Exchange Program Expands Students’ World View

Posted: Thursday, December 5, 2013 8:00 am 

By:Danielle Nadler

MAIN-TAUNUS-KREIS — The Loudoun County exchange students have spent much of this week touring ancient castles, churches and parliament buildings, as well as getting in the holiday spirit with daily stops at the famous Christmas markets that rise up from the cobblestone streets in almost every German town this time of year.

The students are in Germany for two weeks through the George C. Marshall International Center’s Student Partnership Exchange Program. Last week, they spent their days at job sites throughout the county, and this week, their itinerary has included stops in Heidelberg, Wiesbaden and Frankfurt.

When asked about their favorite part of their trip so far, the overwhelming response from the 19 Loudoun students has been the frequent stops at the Christmas markets, a tradition that dates back several hundred years. Booths decorated with lights and garland have popped up in the heart of every town inMain-Taunus-Kreis in the last week, and most are manned with local merchants selling gifts handcrafted in Germany.

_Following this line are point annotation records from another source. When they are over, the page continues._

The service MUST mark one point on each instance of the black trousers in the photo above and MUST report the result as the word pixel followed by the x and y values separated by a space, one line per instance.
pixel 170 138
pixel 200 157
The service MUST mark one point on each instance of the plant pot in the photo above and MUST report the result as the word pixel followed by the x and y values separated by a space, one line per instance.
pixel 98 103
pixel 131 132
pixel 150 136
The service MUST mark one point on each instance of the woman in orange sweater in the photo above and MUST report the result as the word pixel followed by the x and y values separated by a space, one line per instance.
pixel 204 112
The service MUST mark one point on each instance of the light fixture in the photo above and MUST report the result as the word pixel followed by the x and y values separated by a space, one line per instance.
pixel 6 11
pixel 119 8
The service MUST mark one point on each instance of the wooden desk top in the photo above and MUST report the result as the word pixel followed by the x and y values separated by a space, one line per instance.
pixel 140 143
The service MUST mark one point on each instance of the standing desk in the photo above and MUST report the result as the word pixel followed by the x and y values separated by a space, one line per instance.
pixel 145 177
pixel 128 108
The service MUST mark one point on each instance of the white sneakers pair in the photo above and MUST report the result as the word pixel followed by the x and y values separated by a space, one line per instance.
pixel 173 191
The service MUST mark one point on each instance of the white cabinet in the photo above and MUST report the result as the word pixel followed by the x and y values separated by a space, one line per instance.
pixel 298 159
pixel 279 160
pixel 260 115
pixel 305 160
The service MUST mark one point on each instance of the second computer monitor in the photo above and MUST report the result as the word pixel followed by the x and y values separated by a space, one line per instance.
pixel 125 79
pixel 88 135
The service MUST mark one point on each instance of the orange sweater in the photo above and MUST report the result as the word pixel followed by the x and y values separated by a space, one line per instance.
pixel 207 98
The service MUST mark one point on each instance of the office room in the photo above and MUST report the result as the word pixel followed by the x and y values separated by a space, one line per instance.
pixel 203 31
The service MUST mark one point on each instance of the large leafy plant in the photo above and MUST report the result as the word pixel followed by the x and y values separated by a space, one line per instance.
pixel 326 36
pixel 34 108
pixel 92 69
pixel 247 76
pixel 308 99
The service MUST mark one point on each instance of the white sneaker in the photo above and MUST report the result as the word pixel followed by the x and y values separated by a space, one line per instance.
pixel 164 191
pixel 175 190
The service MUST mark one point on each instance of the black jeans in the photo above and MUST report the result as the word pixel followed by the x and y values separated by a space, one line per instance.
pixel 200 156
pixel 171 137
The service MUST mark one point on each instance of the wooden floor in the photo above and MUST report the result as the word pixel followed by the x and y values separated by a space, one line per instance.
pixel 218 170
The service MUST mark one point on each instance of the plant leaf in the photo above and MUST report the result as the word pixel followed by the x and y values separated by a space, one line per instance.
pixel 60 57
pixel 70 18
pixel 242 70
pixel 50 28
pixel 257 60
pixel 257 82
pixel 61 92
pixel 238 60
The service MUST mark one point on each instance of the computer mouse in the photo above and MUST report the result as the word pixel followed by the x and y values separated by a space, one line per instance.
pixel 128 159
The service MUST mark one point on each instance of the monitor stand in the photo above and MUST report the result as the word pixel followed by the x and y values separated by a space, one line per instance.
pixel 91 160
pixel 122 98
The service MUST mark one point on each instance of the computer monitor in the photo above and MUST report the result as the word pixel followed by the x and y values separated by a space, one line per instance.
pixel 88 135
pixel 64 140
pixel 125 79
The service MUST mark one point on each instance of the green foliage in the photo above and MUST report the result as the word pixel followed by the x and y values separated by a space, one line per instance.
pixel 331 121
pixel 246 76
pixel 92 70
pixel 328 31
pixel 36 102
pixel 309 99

“I went more than wild,” Freedom sophomore Jamie Reardon said of her trips to what’s called in German,Weihnachtsmarkts. She bought jewelry, a music box and ornaments and had each purchase engraved with the recipients’ name. “I’ve spent all my money at the Christmas markets. I love them.”

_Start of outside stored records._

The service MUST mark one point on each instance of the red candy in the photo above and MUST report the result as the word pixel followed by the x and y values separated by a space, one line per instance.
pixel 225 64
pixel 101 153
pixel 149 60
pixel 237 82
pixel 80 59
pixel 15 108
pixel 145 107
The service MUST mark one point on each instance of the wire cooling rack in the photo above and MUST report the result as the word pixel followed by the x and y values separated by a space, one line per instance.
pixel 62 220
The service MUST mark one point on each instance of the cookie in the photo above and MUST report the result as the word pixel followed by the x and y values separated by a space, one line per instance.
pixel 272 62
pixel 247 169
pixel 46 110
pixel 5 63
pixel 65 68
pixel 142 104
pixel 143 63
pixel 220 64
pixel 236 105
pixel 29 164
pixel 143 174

Most stroll through the market with regional treats in hand, such as spiced almonds, sausages, roasted chestnuts, gingerbread and lots and lots of chocolate. The confection that makes German a favorite vacation stop is sold in every form imaginable, truffles, bars, advent calendars, eggs with a toy inside and even in the shape of wrenches and other tools for those looking for the perfect gift for Dad.

“Yesterday, I went chocolate shopping,” Melika Salarfar said with a laugh, noting the 25 euro she spent on chocolate will make perfect stocking stuffers for her family. “The chocolate is just so good here.”

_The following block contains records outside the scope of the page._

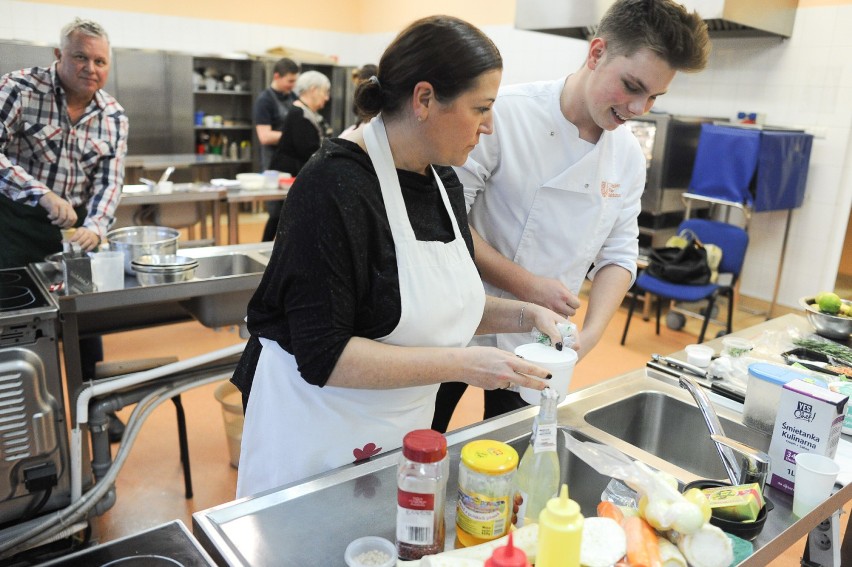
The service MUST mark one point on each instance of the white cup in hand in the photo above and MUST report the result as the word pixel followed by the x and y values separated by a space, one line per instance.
pixel 560 364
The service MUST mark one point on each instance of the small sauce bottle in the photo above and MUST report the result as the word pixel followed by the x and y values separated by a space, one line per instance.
pixel 421 494
pixel 486 492
pixel 508 556
pixel 560 531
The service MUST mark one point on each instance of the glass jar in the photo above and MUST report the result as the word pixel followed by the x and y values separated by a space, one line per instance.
pixel 421 494
pixel 486 494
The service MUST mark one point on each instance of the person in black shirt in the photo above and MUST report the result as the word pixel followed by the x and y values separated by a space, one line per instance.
pixel 270 110
pixel 371 294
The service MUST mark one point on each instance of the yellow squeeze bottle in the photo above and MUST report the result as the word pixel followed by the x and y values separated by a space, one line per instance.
pixel 560 530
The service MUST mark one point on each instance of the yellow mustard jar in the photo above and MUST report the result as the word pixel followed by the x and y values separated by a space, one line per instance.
pixel 486 491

Between stops at the markets, the Loudoun students and German students toured the Hessen state parliament Monday. Sitting around a large conference table with leaders from the state department of education, the students were invited to talk about the pros and cons of the educational systems in the United States and Germany.

The Loudoun students were surprised to hear home-schooling is illegal in the European country, and that by fifth grade students are separated into three different tracks—a more academic program designed to prepare students for college, and vocational programs that prepare students for specific career fields that do not require a college degree.

Tuesday, the Loudoun students got to see the college preparatory schools—called gymnasiums—for themselves when they tagged along with German students to their classes.

Dominion High School students Aly Kamis and Alena Titova said they were impressed by the language programs in the schools. Students are required to begin taking a foreign language by fourth grade and in high school are required to take a second or, in some schools, a third foreign language.

“Their language courses are much more comprehensive,” Alena said. “I’ve taken French for five years, and I still have a hard time speaking it.”

The German students have more freedom, both in school and out of school, Aly noted. They can leave the school campus during a 45-minute lunch, while Loudoun County high school students are required to stay on campus during their 30-minute lunch break.

“Students have much more independence here in general, and I think a lot of that is because they have so much public transportation,” Aly said. “In the U.S., we have to rely on our parents to go anywhere.”

“I love it here,” Alena added. “Everyone is hospitable and very welcoming. If I could learn German, I would love to live here.”

The George C. Marshall International Center is working to give more Loudoun high students the opportunity to travel abroad. This year, about 34 students applied for the exchange program, more than any other year, and 19 students were selected for the Germany trip and 11 for the trip to Vienna, Austria.